コロナノコロ

コロナ生活から思うこと

東北返路 3

 双葉町から普通列車で、今度は原ノ町まで行く。そこも9年前に来ていた。3,11の翌年で、南相馬市の人口が半分になり、市の原発寄りが避難区域にされて住民が移住を余儀なくされた。わたしが旅したときはまだガードレールが津波で飴のようになっていたり、川に車が落ち込んでいた。

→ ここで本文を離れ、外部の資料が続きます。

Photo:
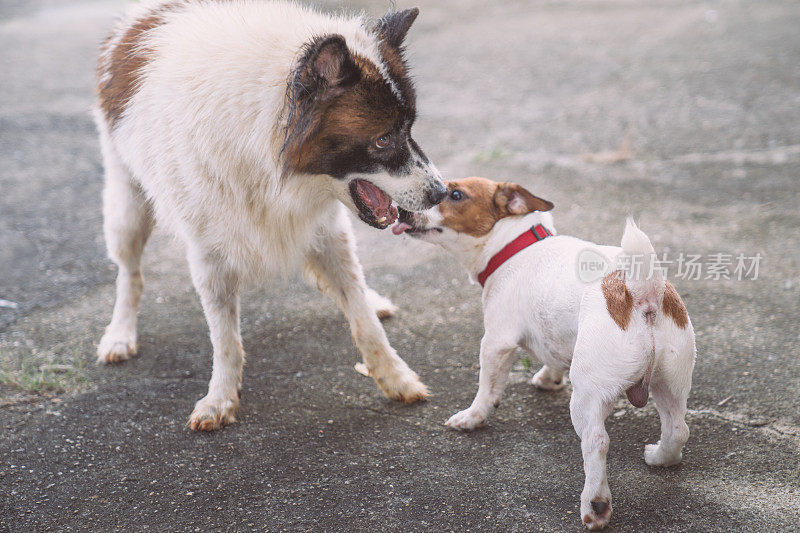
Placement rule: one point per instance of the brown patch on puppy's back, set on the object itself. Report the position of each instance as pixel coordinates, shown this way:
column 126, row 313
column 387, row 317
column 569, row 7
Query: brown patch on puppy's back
column 619, row 301
column 120, row 66
column 673, row 306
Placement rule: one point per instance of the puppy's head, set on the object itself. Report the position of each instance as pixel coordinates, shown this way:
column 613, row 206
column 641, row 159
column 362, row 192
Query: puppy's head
column 471, row 208
column 350, row 111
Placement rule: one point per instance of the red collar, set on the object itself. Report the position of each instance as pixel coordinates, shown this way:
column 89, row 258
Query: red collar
column 531, row 236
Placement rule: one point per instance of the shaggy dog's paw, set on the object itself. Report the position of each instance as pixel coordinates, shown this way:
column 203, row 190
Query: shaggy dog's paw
column 212, row 413
column 466, row 420
column 654, row 456
column 596, row 513
column 383, row 306
column 115, row 347
column 403, row 385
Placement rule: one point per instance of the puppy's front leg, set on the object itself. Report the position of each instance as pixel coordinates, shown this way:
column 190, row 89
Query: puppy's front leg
column 333, row 263
column 496, row 359
column 218, row 288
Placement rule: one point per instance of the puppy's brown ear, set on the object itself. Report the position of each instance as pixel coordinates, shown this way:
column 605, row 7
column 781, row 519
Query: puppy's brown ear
column 513, row 199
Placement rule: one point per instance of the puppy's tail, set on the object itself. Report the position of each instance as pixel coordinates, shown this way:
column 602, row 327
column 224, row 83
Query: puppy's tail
column 642, row 272
column 645, row 281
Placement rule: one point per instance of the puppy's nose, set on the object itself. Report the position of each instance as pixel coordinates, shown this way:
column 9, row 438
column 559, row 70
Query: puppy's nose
column 437, row 193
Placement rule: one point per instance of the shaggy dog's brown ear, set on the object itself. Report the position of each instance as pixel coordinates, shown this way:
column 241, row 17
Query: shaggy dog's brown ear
column 513, row 199
column 326, row 69
column 393, row 27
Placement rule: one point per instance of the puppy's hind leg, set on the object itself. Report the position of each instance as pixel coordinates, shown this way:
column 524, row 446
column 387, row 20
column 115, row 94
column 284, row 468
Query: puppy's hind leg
column 127, row 223
column 333, row 262
column 589, row 410
column 549, row 378
column 670, row 389
column 218, row 288
column 496, row 360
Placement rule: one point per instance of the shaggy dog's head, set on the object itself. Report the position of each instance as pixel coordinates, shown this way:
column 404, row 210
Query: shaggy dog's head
column 350, row 111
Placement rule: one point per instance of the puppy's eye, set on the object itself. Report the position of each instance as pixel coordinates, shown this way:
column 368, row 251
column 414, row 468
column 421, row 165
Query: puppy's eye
column 382, row 141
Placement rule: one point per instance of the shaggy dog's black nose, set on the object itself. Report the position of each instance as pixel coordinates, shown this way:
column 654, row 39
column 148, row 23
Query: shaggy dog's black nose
column 437, row 193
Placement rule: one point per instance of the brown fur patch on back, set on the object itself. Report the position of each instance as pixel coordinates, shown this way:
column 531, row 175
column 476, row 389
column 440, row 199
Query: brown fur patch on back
column 477, row 213
column 673, row 306
column 619, row 301
column 120, row 65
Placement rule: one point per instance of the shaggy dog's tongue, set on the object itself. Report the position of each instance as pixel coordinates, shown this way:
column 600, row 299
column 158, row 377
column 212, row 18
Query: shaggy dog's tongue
column 400, row 228
column 375, row 205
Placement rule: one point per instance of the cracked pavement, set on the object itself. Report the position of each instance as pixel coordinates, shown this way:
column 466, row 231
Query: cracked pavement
column 708, row 96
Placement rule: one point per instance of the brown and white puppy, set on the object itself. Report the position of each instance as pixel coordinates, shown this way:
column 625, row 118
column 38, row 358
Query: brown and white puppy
column 614, row 330
column 243, row 127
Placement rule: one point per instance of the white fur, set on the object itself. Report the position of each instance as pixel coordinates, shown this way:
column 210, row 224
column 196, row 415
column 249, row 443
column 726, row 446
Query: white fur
column 198, row 149
column 536, row 301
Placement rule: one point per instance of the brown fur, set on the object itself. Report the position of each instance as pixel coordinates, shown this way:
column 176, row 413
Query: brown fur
column 484, row 204
column 355, row 115
column 123, row 64
column 619, row 301
column 673, row 306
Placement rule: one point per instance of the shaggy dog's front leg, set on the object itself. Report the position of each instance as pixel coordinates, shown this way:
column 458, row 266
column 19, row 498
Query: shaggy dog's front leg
column 333, row 263
column 218, row 288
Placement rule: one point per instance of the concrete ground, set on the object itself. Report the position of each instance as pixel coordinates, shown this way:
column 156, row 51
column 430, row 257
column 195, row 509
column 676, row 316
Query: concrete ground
column 708, row 96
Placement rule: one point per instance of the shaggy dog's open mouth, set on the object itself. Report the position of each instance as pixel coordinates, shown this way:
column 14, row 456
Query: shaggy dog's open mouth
column 408, row 223
column 374, row 206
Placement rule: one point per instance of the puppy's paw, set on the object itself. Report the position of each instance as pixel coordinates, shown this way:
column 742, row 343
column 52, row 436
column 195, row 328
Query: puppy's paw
column 211, row 413
column 116, row 347
column 544, row 381
column 596, row 513
column 466, row 420
column 383, row 306
column 402, row 385
column 654, row 455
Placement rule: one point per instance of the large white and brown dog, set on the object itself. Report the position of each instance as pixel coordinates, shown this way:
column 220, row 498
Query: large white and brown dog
column 244, row 126
column 628, row 331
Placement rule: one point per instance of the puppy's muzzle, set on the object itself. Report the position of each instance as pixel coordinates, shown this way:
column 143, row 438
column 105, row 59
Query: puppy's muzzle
column 436, row 193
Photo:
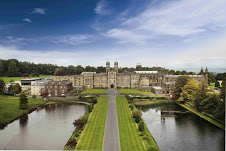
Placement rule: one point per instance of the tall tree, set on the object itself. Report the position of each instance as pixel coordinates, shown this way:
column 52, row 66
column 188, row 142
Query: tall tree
column 2, row 86
column 13, row 70
column 180, row 83
column 2, row 72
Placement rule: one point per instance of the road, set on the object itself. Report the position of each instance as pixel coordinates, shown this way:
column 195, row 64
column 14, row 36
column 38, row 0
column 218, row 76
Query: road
column 111, row 135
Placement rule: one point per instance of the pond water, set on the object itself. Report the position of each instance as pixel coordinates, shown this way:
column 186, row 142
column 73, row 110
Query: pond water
column 182, row 131
column 47, row 128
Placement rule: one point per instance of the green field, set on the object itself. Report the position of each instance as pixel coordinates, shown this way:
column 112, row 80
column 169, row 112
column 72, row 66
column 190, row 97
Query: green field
column 203, row 116
column 128, row 132
column 93, row 135
column 10, row 108
column 94, row 91
column 132, row 91
column 8, row 79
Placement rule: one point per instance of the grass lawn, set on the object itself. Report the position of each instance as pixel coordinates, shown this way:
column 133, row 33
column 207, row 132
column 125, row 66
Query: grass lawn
column 203, row 116
column 132, row 91
column 94, row 91
column 128, row 132
column 93, row 135
column 8, row 79
column 10, row 108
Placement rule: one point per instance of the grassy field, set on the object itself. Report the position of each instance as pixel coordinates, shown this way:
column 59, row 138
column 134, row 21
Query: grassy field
column 132, row 91
column 128, row 132
column 93, row 134
column 10, row 108
column 8, row 79
column 94, row 91
column 203, row 116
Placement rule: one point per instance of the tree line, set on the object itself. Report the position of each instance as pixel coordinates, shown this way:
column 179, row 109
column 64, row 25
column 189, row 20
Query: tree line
column 190, row 92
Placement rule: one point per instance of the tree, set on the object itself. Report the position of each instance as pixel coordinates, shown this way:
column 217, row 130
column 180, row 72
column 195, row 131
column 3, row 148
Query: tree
column 2, row 86
column 180, row 83
column 141, row 126
column 14, row 89
column 2, row 72
column 13, row 70
column 222, row 95
column 189, row 92
column 23, row 101
column 59, row 72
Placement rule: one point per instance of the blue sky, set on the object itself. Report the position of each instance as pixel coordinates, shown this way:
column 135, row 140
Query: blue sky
column 176, row 33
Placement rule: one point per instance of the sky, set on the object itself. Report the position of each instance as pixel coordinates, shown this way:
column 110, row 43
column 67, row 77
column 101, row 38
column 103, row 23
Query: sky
column 172, row 34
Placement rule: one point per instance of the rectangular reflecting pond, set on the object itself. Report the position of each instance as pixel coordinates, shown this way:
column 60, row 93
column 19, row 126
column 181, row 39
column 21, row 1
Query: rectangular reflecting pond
column 47, row 128
column 175, row 131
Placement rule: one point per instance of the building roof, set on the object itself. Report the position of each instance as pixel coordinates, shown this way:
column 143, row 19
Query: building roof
column 146, row 72
column 175, row 76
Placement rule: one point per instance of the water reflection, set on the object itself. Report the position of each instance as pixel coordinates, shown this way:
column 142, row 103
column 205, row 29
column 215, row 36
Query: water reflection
column 47, row 128
column 182, row 131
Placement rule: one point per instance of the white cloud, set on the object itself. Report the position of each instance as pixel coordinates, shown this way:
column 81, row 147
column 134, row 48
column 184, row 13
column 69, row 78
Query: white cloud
column 176, row 18
column 101, row 8
column 27, row 20
column 41, row 11
column 72, row 39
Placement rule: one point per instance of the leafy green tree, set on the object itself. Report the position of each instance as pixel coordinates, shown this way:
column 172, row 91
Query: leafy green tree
column 222, row 95
column 189, row 92
column 13, row 70
column 217, row 84
column 14, row 89
column 210, row 104
column 180, row 83
column 141, row 126
column 23, row 100
column 2, row 86
column 2, row 72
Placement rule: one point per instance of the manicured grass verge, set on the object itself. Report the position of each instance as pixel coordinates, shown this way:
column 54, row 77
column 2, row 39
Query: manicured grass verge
column 150, row 103
column 132, row 91
column 93, row 134
column 203, row 116
column 94, row 91
column 128, row 132
column 8, row 79
column 10, row 108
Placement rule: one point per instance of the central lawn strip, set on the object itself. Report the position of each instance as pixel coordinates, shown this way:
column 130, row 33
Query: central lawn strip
column 128, row 132
column 203, row 116
column 93, row 134
column 94, row 91
column 132, row 91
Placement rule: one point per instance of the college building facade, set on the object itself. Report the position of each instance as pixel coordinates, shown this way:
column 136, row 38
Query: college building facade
column 156, row 81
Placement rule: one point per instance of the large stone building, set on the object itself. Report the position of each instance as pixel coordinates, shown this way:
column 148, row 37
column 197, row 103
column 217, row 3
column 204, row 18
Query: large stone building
column 142, row 80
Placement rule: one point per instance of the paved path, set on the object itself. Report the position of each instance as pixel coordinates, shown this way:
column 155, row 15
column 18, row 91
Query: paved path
column 111, row 135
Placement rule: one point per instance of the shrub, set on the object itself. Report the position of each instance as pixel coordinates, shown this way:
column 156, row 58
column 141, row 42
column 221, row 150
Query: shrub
column 131, row 106
column 72, row 142
column 137, row 118
column 135, row 112
column 152, row 148
column 33, row 96
column 141, row 126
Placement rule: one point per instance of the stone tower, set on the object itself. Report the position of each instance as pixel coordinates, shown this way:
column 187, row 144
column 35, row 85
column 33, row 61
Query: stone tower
column 107, row 66
column 116, row 66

 鈍行に乗っていたら、誰も乗客はいない。がらんとした列車がわたしだけ乗せて走る。これが現実なんだと寂しい思いをしていたら、小高の駅からどっと高校生たちが乗りこんだ。座席は満席になり立っている人でいっぱいになる。よかった。わたしはいままで落ち込んでいた気分がその賑わいで暗から明へと変わる。絶望から希望へと一瞬で一転したような気分だ。わいわいと話している若い人たちがこんなにいるから、まだまだこの町は安泰でいいぞ、じじばばばかりでは明日はないが、若い人たちがいるのは救いがある。わたしの隣で遠慮している男子高校生が、手にカレーのつけ麺をコンビニで買って持っていた。食べないと伸びるだろうと、気になるが、彼はわたしの隣で食べられないように手にしたまま降りた。そのとき、すまみませんでしたとわたしに謝る。なんだ、そんなこと、食べたらよかったのに。

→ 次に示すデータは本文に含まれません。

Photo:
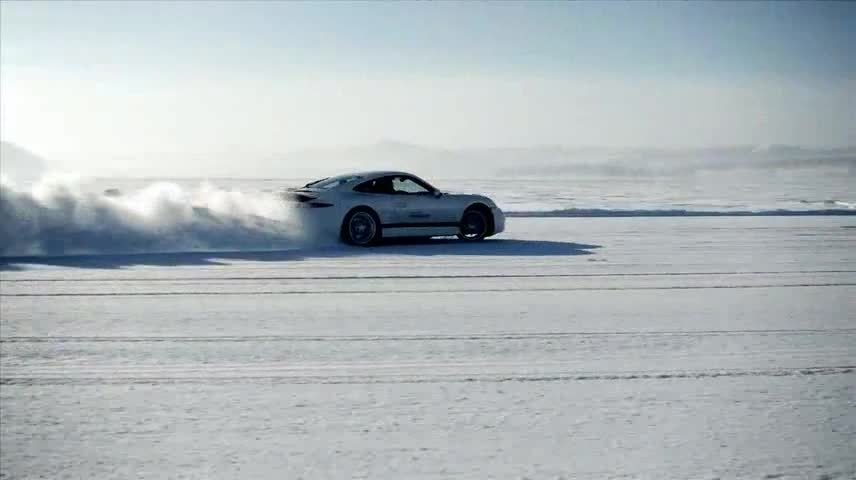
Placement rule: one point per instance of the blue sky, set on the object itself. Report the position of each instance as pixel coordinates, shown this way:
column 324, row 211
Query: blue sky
column 335, row 73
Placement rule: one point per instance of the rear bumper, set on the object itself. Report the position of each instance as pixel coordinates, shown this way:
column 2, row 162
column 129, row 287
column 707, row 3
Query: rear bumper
column 498, row 220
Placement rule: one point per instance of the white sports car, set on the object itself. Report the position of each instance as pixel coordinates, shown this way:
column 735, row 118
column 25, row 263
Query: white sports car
column 364, row 207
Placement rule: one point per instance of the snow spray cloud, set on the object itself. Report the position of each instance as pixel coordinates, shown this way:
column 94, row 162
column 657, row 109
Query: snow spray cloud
column 57, row 217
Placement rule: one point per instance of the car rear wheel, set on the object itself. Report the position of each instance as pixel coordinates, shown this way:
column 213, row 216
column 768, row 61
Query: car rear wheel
column 361, row 227
column 474, row 225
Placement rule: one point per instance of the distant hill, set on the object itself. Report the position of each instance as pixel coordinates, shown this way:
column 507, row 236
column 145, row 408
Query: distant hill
column 559, row 160
column 20, row 164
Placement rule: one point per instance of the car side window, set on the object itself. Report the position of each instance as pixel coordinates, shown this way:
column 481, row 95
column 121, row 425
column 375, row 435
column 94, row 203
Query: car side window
column 407, row 185
column 378, row 185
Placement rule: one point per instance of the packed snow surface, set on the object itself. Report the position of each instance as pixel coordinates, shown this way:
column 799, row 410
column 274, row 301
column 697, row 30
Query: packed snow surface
column 661, row 348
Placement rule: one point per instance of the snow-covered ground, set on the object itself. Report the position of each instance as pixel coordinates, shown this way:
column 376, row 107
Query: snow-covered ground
column 566, row 348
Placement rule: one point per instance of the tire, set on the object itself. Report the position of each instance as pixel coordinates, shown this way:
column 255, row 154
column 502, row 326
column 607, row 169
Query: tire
column 361, row 227
column 474, row 225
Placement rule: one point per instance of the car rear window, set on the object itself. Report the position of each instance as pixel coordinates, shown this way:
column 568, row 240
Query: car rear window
column 333, row 182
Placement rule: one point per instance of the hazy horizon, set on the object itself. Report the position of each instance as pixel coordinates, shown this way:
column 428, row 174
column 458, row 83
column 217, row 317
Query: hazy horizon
column 100, row 87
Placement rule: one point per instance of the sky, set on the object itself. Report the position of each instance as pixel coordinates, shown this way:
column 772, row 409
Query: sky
column 103, row 84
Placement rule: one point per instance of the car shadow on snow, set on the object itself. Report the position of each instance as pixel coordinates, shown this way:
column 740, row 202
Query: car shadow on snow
column 416, row 248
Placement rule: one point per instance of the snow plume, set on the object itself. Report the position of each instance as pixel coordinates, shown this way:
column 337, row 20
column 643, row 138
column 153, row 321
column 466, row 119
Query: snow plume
column 58, row 217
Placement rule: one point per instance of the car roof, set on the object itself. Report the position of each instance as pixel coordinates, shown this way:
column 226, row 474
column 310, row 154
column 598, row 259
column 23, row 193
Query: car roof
column 380, row 173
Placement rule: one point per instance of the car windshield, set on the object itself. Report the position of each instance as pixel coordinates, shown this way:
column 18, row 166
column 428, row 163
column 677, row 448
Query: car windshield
column 332, row 182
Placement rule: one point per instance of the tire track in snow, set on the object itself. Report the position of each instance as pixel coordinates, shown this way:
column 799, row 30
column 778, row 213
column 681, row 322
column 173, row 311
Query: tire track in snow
column 411, row 291
column 417, row 277
column 416, row 337
column 402, row 379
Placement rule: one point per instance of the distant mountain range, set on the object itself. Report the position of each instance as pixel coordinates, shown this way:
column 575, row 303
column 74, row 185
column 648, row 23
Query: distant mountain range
column 459, row 162
column 19, row 163
column 558, row 160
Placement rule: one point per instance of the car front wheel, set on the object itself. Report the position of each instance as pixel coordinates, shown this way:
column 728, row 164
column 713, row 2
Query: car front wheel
column 474, row 225
column 361, row 227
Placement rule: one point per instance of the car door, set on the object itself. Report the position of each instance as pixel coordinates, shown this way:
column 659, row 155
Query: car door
column 379, row 194
column 420, row 204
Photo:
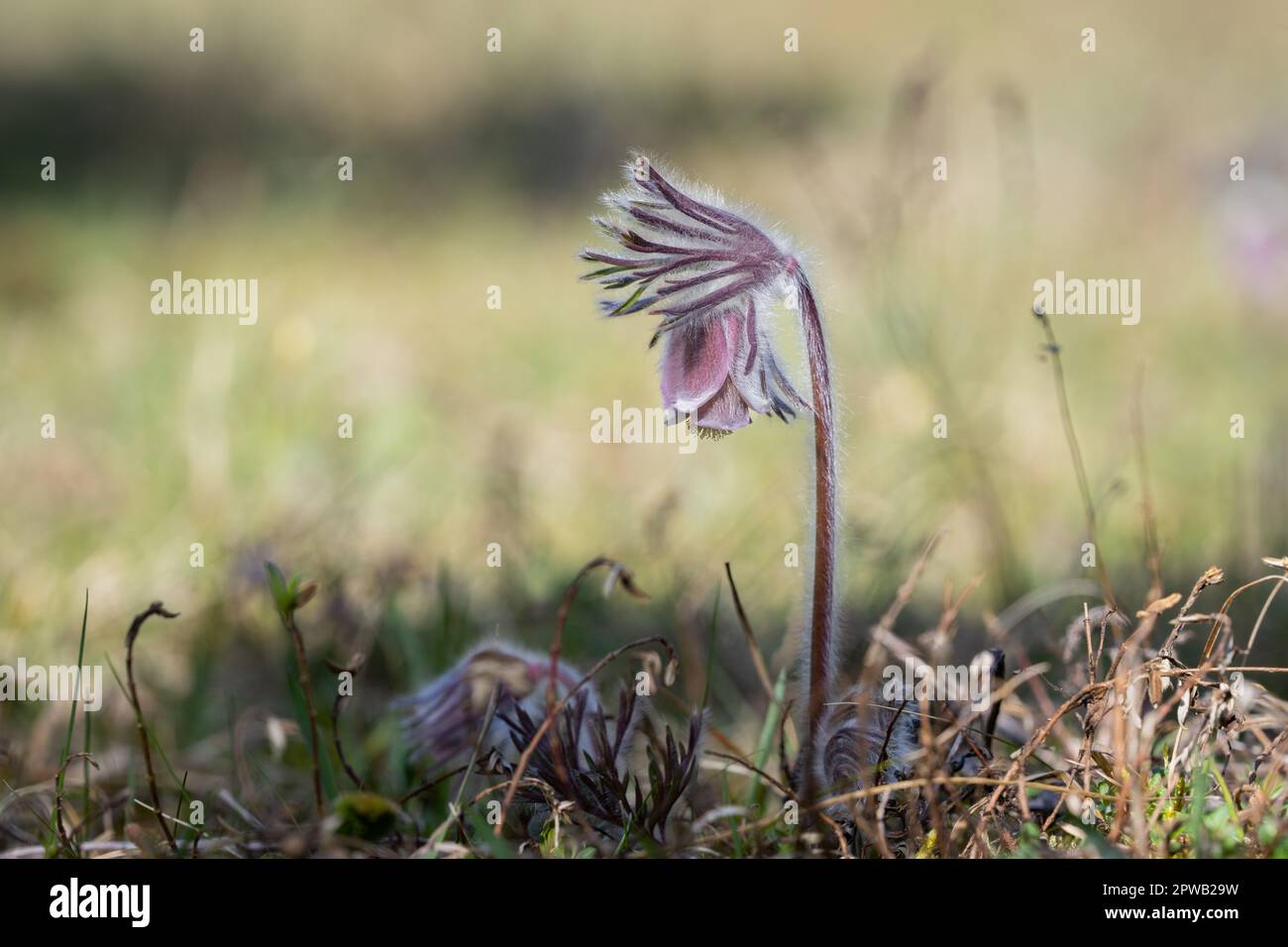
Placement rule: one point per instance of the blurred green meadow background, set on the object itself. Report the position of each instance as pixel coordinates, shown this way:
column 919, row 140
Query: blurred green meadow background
column 472, row 425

 途中の相馬駅前の蕎麦屋さんの建物もあった。そこのご主人も親父の友人で、蕎麦屋の片手間に姓名判断をしている有名な先生なのだ。うちの長男の名前はそこの先生につけてもらった。今回は誰とも会わないと決めていた。コロナを移してもいけない。もう一人、相馬焼の陶芸家がいた。わたしが青森でギャラリーをしていたとき、東北の窯という企画展で、そこの陶芸家に頼んで一週間の個展をしてもらった。二人で車で来たが、あまり売れなかった。いまはどうしているものか。

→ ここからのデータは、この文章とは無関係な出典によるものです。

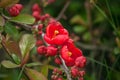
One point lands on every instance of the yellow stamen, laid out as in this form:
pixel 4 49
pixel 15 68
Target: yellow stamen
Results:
pixel 69 53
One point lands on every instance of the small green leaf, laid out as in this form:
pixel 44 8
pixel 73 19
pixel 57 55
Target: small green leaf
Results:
pixel 2 21
pixel 26 43
pixel 12 46
pixel 7 3
pixel 34 75
pixel 79 29
pixel 11 30
pixel 23 18
pixel 77 19
pixel 9 64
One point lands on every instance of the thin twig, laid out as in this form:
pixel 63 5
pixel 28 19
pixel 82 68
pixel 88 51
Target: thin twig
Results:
pixel 65 68
pixel 25 26
pixel 63 10
pixel 94 47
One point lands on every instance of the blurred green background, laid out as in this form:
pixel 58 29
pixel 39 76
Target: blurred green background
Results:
pixel 94 26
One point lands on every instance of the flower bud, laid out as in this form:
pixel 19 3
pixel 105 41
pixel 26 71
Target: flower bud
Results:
pixel 80 61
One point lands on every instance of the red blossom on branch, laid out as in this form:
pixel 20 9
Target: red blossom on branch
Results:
pixel 56 34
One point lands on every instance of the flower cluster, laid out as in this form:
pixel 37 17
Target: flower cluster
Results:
pixel 60 45
pixel 15 9
pixel 57 35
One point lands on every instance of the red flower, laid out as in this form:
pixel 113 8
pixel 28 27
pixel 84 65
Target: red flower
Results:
pixel 41 50
pixel 56 34
pixel 58 61
pixel 69 53
pixel 51 51
pixel 74 71
pixel 15 10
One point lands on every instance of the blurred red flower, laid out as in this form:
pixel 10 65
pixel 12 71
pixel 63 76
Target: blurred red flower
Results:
pixel 69 53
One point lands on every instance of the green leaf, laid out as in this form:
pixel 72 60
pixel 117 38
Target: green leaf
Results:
pixel 44 70
pixel 12 46
pixel 77 19
pixel 2 21
pixel 7 3
pixel 23 18
pixel 79 29
pixel 34 75
pixel 9 64
pixel 26 43
pixel 11 30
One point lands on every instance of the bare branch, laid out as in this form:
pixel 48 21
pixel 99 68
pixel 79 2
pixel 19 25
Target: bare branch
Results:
pixel 63 10
pixel 65 68
pixel 94 47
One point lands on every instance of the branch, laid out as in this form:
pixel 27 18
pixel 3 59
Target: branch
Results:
pixel 25 26
pixel 65 68
pixel 63 10
pixel 94 47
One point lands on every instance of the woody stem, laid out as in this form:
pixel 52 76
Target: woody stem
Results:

 原ノ町で降りたら、駅前は9年前より変わっていた。あのときは、飲食店もなく、駅前の古い立食の店でうどんを啜った。いまは人も歩いて賑やかだが、飲食店がない。ここでも昼飯は食えない。駅前にある前にも寄った図書館に入ってみた。あのときは、図書館もできてから1年半のときで、震災の三か月前に完成した市立図書館なのだが、建物は和風の蔵のイメージで、二階には空中庭園があり、南欧風のテラスになっている。館内も自由空間で座席が自分だけの書斎という雰囲気に驚く。いままで全国の図書館を回ったが、ここが一番気に入る。前に来たときは、どなたの設計てすかと職員さんに誉めちぎって聴いたら、いま、副館長を呼んでまいりますからと言われて恐縮した。図書館という知の財産を町に残そうと思った市長さんも偉い。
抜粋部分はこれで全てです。